The world does not need fewer diagnoses; it needs fewer pathologising interpretations of them. It needs systems that treat diagnosis as one piece of a larger ecological picture, one that includes poverty, trauma, sensory environment, pedagogy, and belonging.
Conclusion: The Danger of Simple Stories
Timimi’s argument offers the comfort of simplicity in a world that is anything but simple. It promises liberation from labels, from psychiatry, from medicalisation. But liberation built on erasure is no liberation at all.
Autistic and ADHD people exist; not as inventions, not as brands, but as real, living expressions of human neurodiversity. Their differences are shaped by biology, yes, but also by culture, environment, and history. Their distress is real, and their joy is real.

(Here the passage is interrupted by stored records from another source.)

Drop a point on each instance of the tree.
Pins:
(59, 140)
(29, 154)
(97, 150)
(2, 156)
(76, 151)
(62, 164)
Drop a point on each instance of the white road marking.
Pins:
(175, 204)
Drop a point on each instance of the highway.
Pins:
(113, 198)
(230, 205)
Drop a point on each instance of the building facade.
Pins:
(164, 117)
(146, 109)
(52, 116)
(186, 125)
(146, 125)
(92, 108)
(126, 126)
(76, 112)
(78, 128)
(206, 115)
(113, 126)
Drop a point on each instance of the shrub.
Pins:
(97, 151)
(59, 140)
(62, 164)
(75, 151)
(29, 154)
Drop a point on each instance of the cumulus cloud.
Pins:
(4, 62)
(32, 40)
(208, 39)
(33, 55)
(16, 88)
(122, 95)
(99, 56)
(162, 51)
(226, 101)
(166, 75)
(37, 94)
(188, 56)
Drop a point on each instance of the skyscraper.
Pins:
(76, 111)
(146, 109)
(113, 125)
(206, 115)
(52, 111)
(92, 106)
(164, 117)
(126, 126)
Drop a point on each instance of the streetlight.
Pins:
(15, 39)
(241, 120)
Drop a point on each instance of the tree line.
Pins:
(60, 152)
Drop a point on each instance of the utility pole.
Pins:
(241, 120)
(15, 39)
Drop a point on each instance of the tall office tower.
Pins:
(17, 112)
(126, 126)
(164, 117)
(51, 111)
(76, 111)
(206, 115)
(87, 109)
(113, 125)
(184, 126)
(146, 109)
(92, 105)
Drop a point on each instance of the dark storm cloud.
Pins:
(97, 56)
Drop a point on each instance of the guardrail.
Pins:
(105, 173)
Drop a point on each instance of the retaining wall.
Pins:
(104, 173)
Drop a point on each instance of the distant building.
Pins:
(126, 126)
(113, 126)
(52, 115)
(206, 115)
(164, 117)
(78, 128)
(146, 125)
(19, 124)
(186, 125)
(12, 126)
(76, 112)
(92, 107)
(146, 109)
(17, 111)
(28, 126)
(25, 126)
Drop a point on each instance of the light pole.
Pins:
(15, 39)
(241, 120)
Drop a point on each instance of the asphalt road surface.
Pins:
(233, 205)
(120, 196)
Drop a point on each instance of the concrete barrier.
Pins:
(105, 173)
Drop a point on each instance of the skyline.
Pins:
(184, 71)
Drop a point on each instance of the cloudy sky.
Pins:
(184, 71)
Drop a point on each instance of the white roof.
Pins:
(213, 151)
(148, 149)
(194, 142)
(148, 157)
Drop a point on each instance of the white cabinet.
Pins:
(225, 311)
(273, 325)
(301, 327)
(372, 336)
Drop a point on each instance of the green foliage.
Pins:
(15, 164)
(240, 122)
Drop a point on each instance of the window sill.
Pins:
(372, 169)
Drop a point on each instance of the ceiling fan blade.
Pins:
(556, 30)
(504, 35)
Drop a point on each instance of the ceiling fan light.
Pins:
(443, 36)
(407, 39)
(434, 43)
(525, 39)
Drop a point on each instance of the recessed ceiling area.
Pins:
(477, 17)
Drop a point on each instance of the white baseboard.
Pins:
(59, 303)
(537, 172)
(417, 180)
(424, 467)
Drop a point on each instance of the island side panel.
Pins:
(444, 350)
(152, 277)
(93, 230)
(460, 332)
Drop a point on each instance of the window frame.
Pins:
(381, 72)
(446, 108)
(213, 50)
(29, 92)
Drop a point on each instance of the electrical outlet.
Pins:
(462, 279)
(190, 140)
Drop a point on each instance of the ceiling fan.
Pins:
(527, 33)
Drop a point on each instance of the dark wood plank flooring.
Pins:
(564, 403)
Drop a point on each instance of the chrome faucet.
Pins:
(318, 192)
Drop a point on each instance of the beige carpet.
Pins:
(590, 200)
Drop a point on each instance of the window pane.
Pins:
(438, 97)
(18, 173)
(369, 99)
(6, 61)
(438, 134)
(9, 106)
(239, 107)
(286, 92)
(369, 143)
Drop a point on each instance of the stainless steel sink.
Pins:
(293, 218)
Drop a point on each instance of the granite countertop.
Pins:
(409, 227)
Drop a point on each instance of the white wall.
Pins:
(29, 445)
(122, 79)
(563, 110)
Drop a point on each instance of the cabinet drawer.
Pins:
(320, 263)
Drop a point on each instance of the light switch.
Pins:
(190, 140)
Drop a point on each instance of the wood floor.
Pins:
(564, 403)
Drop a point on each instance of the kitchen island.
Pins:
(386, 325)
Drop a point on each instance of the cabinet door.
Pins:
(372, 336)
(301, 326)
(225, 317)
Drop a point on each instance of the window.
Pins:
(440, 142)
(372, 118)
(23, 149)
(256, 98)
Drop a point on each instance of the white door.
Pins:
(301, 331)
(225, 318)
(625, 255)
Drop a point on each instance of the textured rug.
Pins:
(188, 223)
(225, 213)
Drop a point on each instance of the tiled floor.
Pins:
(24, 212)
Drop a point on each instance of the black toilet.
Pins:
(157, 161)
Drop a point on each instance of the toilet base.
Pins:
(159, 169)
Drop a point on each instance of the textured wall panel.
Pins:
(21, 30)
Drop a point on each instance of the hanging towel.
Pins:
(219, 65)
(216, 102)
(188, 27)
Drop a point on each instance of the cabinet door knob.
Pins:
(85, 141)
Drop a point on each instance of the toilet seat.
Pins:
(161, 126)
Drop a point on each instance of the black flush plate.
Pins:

To insist that these differences are unreal because we cannot measure them with a single brain scan is to mistake the limits of science for the limits of humanity.
Children do not need fewer words to describe themselves; they need better ones. They do not need professionals to tell them their brains are myths; they need adults who will listen, believe, and adapt.
The future of inclusive education lies not in denying difference, but in designing for it.
Diagnosis, community, and relational care are not enemies. They are interdependent. The label can open the door; the community can provide the belonging; the relationship can sustain the growth. Remove any one of these, and the structure collapses.
If we want to improve outcomes for neurodivergent children, we must hold all three.